Pascal Lamy, the European trade representative, who presented himself as the spearhead of the fight for access to medicines(1), is finally returning to the bosom of Big Pharma as shown by the proposals of the European Commission in the negotiations at the TRIPS Council.

Last November at Doha the Member States of the WTO instructed the TRIPS Council to find a solution before the end of 2002 making it possible for generic producing countries to export generics to countries which arenčt producing themselves. Now the proposals of the European Commission, which play down the importance of universally recognized public health needs, run counter to the spirit of the Doha declaration on "TRIPS and Public Health", and restrict the export of generics by all possible means:

  1. Through discrimination: For the European Commission, countries wishing to use generics would have to prove they are sufficiently poor, weak or incapable of producing generics on their own, that their needs are genuine or that the illness they are combating is sufficiently serious(cf www.actupp.org/article510.htlm -- in French only).

    According to Gaëlle Krikorian of Act Up-Paris: "not only is the procedure obscene, but the Commission simply denies the sovereignty of such countries and the fundamental rights of their people. It denies the fact that sick people in poor countries who suffer from illnesses or symptoms that are not deadly, but severely debilitating, such as arthritis, chronic depression or polio, have the same rights as people in rich countries to have access to health care or live without pain."

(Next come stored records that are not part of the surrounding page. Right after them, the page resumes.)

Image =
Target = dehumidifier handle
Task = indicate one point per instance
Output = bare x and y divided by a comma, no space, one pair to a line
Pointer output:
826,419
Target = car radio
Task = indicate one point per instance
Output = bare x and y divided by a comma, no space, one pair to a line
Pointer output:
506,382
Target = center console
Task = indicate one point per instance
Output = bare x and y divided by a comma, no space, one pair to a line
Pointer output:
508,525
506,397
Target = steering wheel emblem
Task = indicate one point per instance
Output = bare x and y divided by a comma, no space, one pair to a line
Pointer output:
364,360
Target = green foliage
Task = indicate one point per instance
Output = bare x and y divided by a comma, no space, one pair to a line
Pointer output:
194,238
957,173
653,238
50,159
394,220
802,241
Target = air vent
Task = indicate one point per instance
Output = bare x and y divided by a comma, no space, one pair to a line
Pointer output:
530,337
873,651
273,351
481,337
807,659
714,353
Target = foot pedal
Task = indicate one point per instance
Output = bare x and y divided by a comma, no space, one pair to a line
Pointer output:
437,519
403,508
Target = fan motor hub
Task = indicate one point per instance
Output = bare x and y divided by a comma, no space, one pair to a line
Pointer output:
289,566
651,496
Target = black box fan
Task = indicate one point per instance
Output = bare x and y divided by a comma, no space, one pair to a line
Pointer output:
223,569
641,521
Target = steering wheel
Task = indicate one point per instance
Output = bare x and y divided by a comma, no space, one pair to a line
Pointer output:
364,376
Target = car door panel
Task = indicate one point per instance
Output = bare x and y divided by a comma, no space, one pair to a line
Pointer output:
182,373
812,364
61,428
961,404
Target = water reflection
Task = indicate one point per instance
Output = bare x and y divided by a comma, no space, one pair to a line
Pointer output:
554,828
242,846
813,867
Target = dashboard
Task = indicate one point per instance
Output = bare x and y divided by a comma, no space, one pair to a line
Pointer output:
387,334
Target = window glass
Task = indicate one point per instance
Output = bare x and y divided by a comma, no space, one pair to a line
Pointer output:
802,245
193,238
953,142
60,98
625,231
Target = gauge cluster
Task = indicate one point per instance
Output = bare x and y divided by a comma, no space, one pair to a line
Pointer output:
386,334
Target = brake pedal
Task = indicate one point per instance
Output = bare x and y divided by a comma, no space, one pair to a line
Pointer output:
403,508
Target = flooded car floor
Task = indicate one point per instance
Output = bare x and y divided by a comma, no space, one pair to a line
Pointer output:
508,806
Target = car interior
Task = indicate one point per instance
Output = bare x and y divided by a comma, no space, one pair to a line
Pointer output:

  2. Through constraint: The European Commission is trying to impose on producing as well as importing countries a whole array of restrictions and safeguards the only purpose of which is to limit the very production of generics.

    For Act Up-Paris, "such measures are absurd as well as unethical. It is up to rich countries, which already have the means at their disposal to regulate and control imports, to make sure they monitor imports at their own borders."

Besides, by requiring from countries wishing to import generics that they give innumerable guarantees and justify the legitimacy of their policy in many different ways, the European Commssion makes them the easy targets for the very same pressures and threats that have prevented them so far from issuing compulsory licences and obtaining generics.

Thereby it serves only one interest, that of the pharmaceutical lobby, which dreads the coming of pharmaceutical products onto the markets of rich countries.

Pascal Lamy claims « he has been fighting for two years to make the international community aware of the necessity of a drastic cut in the price of medicine to combat the major epidemics of the South »(2) But the battle is not over for the sick and their right to benefit from the export of generics is at stake.

Pascal Lamy asserts « it is possible to modify the broad lines of globalization in a way that serves the interests of communities. »(3) However, by putting forward the question of differential pricing- which is nothing but an agreement with brand-name companies- he only serves the interests of pharmaceutical companies and dismisses the fundamental question of the export of generics.

Europe and the WTO are expected, on the contrary, to allow countries wishing to use generics to do so as easily as if they were able to produce them on their own.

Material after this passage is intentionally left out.